Usłyszałem jego ciche mruczenie na widok mojego członka, widać podobał mu się, poczułem się miłe połechtany. To uczucie szybko zostało wyparte przez fale przyjemności rozchodzące się po moim ciele aż do najdalszych połączeń nerwowych. Wygiąłem się w łuk jęcząc z rozkoszy i dopiero wtedy do mojego mózgu przebiła się informacja, że on pieści mnie ustami i językiem. Gdzieś tam z tyłu umysłu coś mnie bodło, że tak być nie powinno, że powinienem go powstrzymać, że to dziwne, ale wszystkie te uczucia zostały momentalnie utopione w kolejnej fali rozkoszy gdy główka mojego członka przejechała po jego gładkim podniebieniu. Merlinie jak to możliwe, że sprawia mi taką rozkosz skoro robi to pierwszy raz w życiu, czy to mogły być wrodzone zdolności? Wiłem się z rozkoszy doprowadzony do szaleństwa przez jego usta. Nie mogło to trwać długo zważywszy, że byłem już na granicy gdy zaczynał mnie pieścić...

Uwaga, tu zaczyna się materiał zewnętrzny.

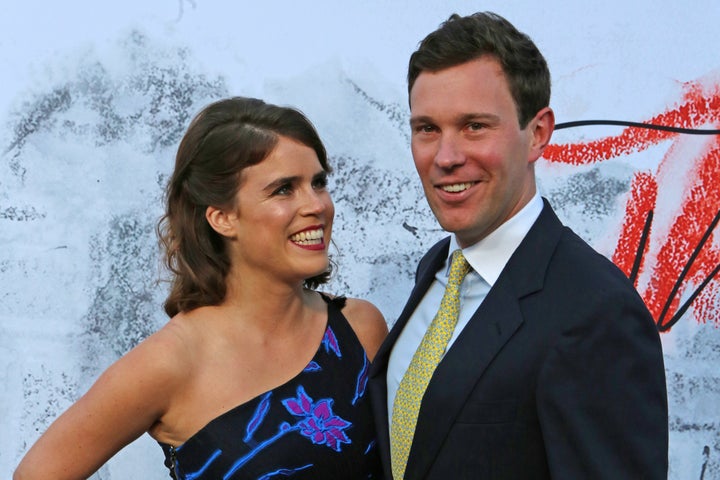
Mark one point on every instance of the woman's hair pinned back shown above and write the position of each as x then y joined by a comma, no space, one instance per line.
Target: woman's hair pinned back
223,139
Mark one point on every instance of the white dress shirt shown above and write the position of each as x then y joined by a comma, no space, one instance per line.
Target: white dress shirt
487,258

- Harrrrryyyyyyyyyyyyyy...! - krzyknąłem jego imię dochodząc, moje ciało wygięło się w luk, a palce dłoni wplotły w jego kruczoczarne włosy nie pozwalając mu uciec.

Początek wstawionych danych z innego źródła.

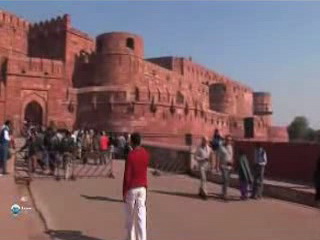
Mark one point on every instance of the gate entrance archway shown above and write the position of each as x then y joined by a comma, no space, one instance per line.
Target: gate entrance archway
34,113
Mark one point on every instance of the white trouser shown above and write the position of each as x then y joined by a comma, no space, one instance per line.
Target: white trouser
136,214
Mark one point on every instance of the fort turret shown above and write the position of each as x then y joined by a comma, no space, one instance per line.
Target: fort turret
119,58
262,106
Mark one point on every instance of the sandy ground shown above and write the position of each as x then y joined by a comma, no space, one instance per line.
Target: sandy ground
91,209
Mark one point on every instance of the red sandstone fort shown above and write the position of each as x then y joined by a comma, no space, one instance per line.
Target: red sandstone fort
54,73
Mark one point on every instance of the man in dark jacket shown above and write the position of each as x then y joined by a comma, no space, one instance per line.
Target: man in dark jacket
317,183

Zresztą chyba nie zamierzał, połknął wszystko zlizując jeszcze resztki nasienia wtedy spojrzał na mnie i z perfidnym uśmiechem oblizał się jeszcze jak zadowolony kot po posiłku. Jęknąłem na ten widok i zapewne gdyby nie to, że właśnie doszedłem zesztywniałbym momentalnie.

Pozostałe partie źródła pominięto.